Now, Alcohol Poisoning, you say? Well, let's go straight to the source. The word "Alcohol" is of an Arabic origin. Trust me, I know. How do I know? Easy: see the first two letters of the word in discussion? Yea, well, they're "Al" as in the name Al, which is short for Aladdin--according to the Genie in that Disney movie--and what is Aladdin? Yes, children, you're right! He's Arabic! Neat. Okay, so what do Arabian Nights, magic carpets, Robin Williams, and topless men wearing turbans have to do with Alcohol? I'm glad you asked. See, the original story of Aladdin was a child's tale that the little children told one another--while sharing like eighty-three bottles of wine/per four children--back in the days when Mesopotamia was still a big deal. Getting back to the "cohol" part of "Alcohol," it's a mystery really. If I, the ravishing and drop dead sexy Miss Amanda--I swear I'm not conceited, really--had to guess where those last two syllables came from, I'd probably guess that someone misspelled "cohorts" once while writing something down--while probably drunk. Maybe they were transcribing Aladdin? The point of the matter is that Alcohol is poisonous and Arabic. Spitting Cobras are both of those too, right? Maybe the first alcoholic beverage consumed was cobra venom? I don't know and chances are neither do you. So just stop reading here and shred my warning notice from the files of stupid yellowy-colored papers filled out by those lame RAs--one of which I will mention later in the paper, so consider this final sentence of this paragraph a cliffhanger! (I'd wink right now if this were a speech.)

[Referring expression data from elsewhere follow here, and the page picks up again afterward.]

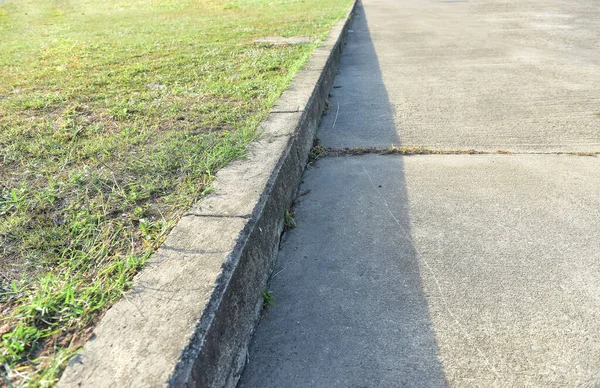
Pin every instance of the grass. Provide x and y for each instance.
(114, 118)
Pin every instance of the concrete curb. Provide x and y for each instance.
(192, 310)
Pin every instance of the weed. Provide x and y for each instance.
(114, 118)
(289, 221)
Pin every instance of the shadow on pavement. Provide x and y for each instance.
(350, 308)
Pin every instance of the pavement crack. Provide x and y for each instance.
(408, 151)
(407, 235)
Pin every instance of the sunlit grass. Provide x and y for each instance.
(114, 117)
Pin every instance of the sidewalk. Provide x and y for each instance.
(459, 270)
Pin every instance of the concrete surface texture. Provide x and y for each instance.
(515, 74)
(448, 270)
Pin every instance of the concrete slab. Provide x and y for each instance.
(520, 75)
(437, 270)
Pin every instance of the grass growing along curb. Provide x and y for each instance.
(114, 117)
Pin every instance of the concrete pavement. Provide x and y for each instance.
(448, 270)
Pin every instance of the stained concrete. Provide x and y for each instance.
(448, 270)
(437, 270)
(520, 75)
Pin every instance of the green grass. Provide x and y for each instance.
(114, 118)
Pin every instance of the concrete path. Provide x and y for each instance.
(448, 270)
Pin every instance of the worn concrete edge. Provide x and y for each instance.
(213, 353)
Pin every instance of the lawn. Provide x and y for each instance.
(114, 117)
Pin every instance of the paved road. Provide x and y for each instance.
(448, 270)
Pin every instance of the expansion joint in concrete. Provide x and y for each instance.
(408, 151)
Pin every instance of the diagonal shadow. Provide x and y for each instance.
(350, 307)
(360, 113)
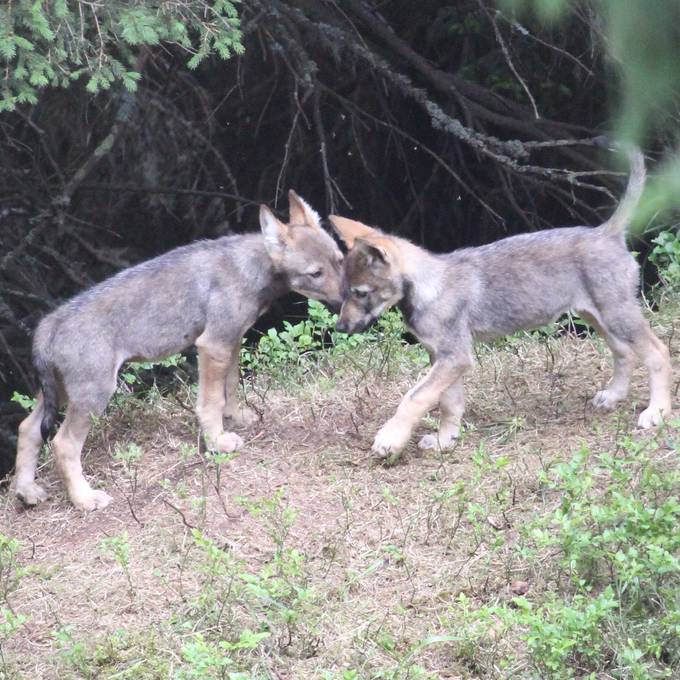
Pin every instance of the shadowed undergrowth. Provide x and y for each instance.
(544, 544)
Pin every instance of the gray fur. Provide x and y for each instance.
(208, 293)
(482, 293)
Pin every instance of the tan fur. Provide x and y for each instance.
(208, 293)
(481, 293)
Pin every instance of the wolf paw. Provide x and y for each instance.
(94, 500)
(391, 438)
(243, 417)
(30, 493)
(225, 442)
(438, 440)
(605, 399)
(651, 417)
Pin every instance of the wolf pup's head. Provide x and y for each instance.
(304, 252)
(373, 280)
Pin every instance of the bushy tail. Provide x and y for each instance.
(48, 385)
(616, 225)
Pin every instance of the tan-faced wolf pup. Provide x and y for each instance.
(518, 282)
(207, 293)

Close your eyes for a moment here. Well, maybe not right now but maybe after you're done reading this paragraph--if, of course, you can remember everything I mention here. Okay, so yes, your eyes are closed. I want you to imagine something for me. Imagine this refreshing scent: Ralph Lauren Cologne, other cheap colognes bought at Macy's, stale spilled beer, stale cigarette smoke, fresh spilled beer, fresh cigarette smoke, along with a slight hint of mildew, B. O., and the extremely faint scent of a yeast infection. Do you know where you are? Yes, you're right. You're in the basement of some Frat house--I was feeling a BU vibe on that one, but it could be basically any other sketchy Frat house basement. Point of the matter is, actually wait, and hold on a second. I need to think..................................................................................................That was a dumb exercise. I have absolutely no idea where I was going with that at all. Isn't that a nasty combination of smells though? Yea, walls are sticky too sometimes. If you wanted to imagine that type of Frat house basement, I'd probably say add the scent of semen to the mixture. Yea, I might be wrong--and kind of (really) hope I am--so if you like BU frats, it's cool. No one judges, right? Riiight. Oh, you can open your eyes now.

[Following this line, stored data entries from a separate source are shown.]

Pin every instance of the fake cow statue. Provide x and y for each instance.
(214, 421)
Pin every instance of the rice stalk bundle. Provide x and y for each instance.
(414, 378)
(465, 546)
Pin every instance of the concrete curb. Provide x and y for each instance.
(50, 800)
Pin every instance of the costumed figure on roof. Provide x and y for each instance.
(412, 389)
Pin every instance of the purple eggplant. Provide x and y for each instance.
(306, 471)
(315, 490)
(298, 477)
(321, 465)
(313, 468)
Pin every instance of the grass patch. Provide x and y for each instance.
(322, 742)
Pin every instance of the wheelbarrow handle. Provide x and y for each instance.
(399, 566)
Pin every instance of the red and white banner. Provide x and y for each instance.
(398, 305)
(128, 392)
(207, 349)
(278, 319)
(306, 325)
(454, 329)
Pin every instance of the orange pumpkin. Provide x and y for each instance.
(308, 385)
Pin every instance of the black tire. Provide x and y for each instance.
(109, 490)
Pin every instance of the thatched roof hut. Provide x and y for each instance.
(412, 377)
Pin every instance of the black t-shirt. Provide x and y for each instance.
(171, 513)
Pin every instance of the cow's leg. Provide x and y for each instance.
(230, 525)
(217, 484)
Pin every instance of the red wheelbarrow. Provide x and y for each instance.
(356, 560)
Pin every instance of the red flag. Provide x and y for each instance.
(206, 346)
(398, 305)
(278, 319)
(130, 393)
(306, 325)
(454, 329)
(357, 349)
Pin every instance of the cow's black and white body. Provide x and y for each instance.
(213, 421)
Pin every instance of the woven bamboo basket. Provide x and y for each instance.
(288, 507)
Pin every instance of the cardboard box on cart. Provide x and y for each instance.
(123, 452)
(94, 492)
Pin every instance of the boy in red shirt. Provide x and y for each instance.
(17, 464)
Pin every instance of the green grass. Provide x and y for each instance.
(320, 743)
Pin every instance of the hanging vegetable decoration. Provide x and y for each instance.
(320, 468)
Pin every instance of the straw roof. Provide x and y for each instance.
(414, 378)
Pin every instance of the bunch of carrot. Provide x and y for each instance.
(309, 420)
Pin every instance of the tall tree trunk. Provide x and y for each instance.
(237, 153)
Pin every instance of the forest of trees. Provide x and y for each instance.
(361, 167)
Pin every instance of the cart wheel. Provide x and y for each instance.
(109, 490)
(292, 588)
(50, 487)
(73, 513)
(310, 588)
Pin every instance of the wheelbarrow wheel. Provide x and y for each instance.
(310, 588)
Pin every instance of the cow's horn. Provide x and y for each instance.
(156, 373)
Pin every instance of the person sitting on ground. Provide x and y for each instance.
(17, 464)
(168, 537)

So I know I traced the origins of the word "Alcohol," but I totally left you hanging on the word "Poisoning." Well, "Poisoning" comes from "Poison," which I think is a good origin lesson, but I'll go more in depth for you crazy-deep thinkers. See, I just Wikipedia'd some shit and somehow ended up on this rather thought-provoking quote: "Alle Ding' sind Gift und nichts ohn' Gift; allein die Dosis macht, dass ein Ding kein Gift ist. " Don't know German? Well, it means "All things are poison and nothing is without poison, only the dose permits something not to be poisonous." But I could be completely bullshitting you and it could really be A) "I love alcohol, it is tasty, but only sometimes because some alcohols taste like shit." in German B) "Fuck this stupid assignment...etc." in German, again OR C) Complete gibberish. Actually, it isn't any of those three, it's that first translation I gave, so yea, no worries, I'm not German nor am I pulling a fast one behind your back.